Varun Chopra

Personal information
- Full name: Varun Chopra
- Born: 21 June 1987 (age 39) Barking, London, England
- Nickname: Tidz
- Height: 6 ft 1 in (1.85 m)
- Batting: Right-handed
- Bowling: Right arm off break

Domestic team information
- 2005–2009: Essex
- 2010–2016: Warwickshire (squad no. 3)
- 2016–2021: Essex (squad no. 6)
- 2019: → Sussex (on loan) (squad no. 2)
- 2021: → Middlesex (on loan)
- FC debut: 15 April 2006 Essex v Loughborough UCCE
- LA debut: 9 June 2006 Essex v Sri Lankans

Career statistics
| Competition | FC | LA | T20 |
| Matches | 192 | 117 | 116 |
| Runs scored | 10,243 | 4,844 | 2,908 |
| Batting average | 34.48 | 45.27 | 29.08 |
| 100s/50s | 20/50 | 12/28 | 2/20 |
| Top score | 233* | 160 | 116 |
| Balls bowled | 204 | 18 | – |
| Wickets | 0 | 0 | – |
| Bowling average | – | – | – |
| 5 wickets in innings | – | – | – |
| 10 wickets in match | – | – | – |
| Best bowling | – | – | – |
| Catches/stumpings | 228/– | 42/– | 25/– |
- Source: Cricinfo, 25 September 2021
- Chopra's voice recorded April 2015

= Varun Chopra =

English cricketer

Varun Chopra (born 21 June 1987) is an English former cricketer who captained the English U-19 cricket team in series against Sri Lanka in 2005 and India in 2006. Chopra attended Ilford County High School and played for Ilford Cricket Club. In September 2021, Chopra announced his retirement from cricket.

==Biography==
He played for Essex, and made his debut for the senior side in 2006, making 106 in a drawn game against Gloucestershire, becoming the youngest player to score a century for Essex in county cricket.

Varun Chopra emerged from Essex, a county that has produced several international players, including former England captain Alastair Cook. He is an opening batsman and captained England Under-19s, leading the team to a series whitewash against Sri Lanka in 2005. He averaged 48 in the Test matches and scored a half-century in one of the two One Day Internationals.
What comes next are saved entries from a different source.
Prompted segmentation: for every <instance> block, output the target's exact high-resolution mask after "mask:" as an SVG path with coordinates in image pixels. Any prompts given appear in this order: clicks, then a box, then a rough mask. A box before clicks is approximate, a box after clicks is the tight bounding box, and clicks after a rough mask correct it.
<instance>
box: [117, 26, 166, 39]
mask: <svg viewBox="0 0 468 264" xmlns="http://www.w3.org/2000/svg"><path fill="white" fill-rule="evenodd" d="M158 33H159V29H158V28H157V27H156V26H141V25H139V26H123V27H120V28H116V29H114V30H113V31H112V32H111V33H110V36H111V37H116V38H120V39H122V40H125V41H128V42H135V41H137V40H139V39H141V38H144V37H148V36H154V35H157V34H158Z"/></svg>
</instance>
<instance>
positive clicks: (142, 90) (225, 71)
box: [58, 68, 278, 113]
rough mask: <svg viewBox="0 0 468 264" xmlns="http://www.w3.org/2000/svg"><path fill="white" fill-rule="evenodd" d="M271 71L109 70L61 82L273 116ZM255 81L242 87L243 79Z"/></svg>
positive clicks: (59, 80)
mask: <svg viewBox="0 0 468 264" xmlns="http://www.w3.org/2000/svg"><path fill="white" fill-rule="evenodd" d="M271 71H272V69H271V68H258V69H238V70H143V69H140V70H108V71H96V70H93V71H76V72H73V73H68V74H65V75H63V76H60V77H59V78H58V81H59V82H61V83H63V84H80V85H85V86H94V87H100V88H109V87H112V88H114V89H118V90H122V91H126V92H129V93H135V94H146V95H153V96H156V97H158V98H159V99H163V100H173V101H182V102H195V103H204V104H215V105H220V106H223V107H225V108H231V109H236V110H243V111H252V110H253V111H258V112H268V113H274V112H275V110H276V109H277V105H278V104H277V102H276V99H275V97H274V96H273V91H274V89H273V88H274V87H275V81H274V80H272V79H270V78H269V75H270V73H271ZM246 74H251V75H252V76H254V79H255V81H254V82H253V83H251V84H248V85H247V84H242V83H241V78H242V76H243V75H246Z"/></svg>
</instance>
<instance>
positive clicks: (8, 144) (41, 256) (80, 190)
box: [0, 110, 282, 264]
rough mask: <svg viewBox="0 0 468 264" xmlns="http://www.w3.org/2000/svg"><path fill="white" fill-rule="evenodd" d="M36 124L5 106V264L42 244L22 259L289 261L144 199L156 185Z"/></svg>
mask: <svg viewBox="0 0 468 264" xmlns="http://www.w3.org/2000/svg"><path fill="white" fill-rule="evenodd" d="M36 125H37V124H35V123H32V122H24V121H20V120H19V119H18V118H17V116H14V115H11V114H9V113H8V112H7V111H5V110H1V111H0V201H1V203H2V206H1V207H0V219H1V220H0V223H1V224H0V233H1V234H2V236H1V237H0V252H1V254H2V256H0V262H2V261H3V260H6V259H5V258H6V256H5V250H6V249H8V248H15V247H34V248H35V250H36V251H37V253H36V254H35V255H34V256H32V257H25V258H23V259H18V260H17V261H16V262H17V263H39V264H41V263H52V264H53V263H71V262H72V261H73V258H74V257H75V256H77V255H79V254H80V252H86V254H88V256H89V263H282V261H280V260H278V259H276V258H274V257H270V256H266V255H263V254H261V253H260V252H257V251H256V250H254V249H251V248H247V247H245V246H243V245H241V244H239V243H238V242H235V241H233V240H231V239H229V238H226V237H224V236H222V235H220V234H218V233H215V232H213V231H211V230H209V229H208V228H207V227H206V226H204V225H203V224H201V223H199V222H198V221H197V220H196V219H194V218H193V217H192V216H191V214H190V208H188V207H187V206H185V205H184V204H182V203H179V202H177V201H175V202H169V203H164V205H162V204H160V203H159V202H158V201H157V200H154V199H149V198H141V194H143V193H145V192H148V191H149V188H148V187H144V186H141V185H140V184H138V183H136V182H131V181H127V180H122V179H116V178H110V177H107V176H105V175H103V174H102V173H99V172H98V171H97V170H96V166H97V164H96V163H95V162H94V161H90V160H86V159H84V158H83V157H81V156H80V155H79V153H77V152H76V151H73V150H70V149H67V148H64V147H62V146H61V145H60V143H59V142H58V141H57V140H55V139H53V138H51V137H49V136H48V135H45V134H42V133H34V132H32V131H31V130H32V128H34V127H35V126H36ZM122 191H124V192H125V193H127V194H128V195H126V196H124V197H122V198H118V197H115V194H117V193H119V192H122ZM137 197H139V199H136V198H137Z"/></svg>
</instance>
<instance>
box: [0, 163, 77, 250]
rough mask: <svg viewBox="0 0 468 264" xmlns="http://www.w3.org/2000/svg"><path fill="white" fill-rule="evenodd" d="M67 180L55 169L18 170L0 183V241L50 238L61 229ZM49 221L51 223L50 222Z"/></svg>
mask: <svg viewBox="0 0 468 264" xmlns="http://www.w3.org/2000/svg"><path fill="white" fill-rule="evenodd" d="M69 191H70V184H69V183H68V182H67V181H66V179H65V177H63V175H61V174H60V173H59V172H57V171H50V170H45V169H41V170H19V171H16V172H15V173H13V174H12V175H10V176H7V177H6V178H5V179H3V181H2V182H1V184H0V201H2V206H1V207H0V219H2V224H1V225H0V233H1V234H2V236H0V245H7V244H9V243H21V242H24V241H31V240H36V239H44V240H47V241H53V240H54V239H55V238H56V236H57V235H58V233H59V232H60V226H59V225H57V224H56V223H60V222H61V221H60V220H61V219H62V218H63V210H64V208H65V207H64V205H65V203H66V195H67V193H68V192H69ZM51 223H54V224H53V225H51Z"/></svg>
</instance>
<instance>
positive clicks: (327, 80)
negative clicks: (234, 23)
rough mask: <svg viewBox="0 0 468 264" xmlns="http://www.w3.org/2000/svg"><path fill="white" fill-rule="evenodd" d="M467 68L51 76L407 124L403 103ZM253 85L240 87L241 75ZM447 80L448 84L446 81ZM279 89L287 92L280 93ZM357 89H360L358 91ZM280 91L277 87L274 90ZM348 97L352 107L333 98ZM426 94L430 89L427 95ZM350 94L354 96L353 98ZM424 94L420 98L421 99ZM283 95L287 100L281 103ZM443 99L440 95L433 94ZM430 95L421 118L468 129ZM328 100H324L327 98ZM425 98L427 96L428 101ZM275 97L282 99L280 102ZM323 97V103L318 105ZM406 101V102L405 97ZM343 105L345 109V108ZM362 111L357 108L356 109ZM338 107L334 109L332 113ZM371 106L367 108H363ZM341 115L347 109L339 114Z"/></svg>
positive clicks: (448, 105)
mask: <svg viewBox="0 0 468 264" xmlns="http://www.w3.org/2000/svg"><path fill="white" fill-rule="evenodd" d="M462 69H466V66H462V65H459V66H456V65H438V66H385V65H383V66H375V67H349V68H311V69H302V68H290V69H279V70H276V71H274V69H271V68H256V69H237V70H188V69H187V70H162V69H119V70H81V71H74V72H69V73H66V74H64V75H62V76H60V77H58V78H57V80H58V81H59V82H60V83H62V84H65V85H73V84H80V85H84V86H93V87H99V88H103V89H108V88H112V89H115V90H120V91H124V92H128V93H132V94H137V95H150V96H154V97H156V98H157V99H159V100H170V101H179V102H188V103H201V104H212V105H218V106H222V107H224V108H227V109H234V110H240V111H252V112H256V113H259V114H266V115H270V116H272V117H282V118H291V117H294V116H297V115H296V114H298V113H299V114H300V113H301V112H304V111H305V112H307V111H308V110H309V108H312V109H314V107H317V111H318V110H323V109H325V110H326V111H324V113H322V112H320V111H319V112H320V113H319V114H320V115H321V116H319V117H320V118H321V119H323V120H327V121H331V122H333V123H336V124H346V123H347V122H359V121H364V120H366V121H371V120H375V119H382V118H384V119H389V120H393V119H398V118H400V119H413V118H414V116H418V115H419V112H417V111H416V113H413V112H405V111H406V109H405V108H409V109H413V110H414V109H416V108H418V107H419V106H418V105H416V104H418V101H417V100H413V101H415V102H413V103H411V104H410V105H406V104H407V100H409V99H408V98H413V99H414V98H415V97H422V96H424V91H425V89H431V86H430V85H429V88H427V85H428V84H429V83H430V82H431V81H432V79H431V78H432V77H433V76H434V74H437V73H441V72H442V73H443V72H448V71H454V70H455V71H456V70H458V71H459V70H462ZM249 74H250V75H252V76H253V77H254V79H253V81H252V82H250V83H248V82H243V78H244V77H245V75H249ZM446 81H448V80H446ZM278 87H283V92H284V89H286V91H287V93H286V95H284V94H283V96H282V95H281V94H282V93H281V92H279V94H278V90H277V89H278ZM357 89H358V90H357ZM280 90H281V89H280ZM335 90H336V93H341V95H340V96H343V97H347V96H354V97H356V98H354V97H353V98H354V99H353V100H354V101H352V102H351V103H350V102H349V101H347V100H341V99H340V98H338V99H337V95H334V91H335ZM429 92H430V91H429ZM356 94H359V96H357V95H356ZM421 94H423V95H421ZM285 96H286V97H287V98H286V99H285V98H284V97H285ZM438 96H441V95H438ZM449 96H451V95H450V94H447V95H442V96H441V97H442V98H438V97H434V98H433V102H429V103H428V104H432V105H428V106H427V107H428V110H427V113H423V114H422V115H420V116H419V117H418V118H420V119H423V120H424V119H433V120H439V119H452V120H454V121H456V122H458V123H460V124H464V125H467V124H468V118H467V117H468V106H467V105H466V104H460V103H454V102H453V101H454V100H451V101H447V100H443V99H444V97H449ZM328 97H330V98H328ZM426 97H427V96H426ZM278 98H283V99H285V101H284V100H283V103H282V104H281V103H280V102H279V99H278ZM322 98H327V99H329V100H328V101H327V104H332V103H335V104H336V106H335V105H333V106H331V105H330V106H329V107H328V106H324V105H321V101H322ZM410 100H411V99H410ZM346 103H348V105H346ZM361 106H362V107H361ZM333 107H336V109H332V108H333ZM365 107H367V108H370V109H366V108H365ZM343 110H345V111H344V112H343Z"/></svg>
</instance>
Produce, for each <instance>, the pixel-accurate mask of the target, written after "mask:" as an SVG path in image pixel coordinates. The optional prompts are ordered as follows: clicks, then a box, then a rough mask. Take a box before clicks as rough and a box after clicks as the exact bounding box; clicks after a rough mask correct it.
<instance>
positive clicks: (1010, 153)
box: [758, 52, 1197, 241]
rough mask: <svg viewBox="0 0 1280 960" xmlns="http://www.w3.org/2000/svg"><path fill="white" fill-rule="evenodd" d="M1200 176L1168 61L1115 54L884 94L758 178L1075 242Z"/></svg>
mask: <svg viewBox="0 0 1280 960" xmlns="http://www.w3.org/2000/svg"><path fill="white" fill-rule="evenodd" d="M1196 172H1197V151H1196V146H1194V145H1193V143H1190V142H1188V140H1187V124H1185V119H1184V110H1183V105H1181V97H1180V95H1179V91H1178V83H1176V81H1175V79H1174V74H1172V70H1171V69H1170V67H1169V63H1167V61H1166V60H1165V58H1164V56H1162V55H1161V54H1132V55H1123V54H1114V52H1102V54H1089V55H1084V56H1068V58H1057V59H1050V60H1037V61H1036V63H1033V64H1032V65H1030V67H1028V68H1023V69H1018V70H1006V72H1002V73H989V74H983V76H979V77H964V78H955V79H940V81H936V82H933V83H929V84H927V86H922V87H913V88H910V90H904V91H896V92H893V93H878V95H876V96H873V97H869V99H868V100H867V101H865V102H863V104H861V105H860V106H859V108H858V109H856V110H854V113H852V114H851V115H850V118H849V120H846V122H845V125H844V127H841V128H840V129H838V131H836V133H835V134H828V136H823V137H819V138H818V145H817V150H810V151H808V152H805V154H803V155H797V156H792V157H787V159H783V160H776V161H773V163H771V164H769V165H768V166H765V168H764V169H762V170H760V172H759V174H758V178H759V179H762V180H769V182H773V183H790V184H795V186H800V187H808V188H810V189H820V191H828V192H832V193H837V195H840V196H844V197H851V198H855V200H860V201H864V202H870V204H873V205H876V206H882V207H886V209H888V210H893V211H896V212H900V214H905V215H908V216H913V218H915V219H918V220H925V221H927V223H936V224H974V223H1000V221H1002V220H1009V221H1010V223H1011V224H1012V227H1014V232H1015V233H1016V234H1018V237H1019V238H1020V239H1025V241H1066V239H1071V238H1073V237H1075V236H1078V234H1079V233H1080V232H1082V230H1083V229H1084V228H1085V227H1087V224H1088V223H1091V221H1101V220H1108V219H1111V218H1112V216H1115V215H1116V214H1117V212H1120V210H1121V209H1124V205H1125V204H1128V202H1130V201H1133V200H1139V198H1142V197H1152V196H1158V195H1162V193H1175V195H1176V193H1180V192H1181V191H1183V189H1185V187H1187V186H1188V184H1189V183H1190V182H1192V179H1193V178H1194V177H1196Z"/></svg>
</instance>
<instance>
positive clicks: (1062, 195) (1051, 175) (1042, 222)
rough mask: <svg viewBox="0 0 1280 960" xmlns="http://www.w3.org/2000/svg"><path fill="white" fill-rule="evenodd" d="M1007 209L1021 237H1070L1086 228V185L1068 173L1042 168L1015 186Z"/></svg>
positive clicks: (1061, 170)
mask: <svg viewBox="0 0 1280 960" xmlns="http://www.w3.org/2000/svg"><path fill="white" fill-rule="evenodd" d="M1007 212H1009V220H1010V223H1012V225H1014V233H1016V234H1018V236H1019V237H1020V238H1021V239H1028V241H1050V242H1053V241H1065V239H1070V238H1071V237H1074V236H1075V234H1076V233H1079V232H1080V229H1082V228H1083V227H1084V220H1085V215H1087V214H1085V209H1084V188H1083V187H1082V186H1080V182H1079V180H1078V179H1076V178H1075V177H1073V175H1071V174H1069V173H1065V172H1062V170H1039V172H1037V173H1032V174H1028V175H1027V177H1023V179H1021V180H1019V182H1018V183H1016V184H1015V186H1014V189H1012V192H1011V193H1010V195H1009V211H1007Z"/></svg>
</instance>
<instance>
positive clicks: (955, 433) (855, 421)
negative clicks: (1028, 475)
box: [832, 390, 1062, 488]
This was followed by an 11–0 defeat on the winter tour of Bangladesh.

Varun Chopra joined the Willetton Dragons cricket club in the 2006/07 season to play first grade in Western Australia.

Chopra's domestic season started off well in 2006 – he struck a hundred and a fifty on Championship debut and has been slowly making his mark in the first team, even keeping Grant Flower out of the side.

Chopra joined Warwickshire for the start of the 2010 season. In 2011 he became the first Warwickshire batsman to score double tons in back to back county matches.

After seven, largely successful seasons at Warwickshire, he returned to Essex during the 2016 season. In 2017 and 2018 he played in the championship only when
Alastair Cook was not available, as Nick Browne took the other opener position, but in limited-overs games he was first choice. In 2019 he had spectacular run in the London One-Day Cup scoring
3 centuries and averaging 84
, but Essex did not qualify for the
play-offs.

Chopra was part of the England Lions' tour of Australia in 2013, and made a century against Australia A.

In July 2019, he was selected to play for the Amsterdam Knights in the inaugural edition of the Euro T20 Slam cricket tournament. However, the following month the tournament was cancelled.

Chopra joined Middlesex on loan in July 2021, primarily to play in the Royal London Cup.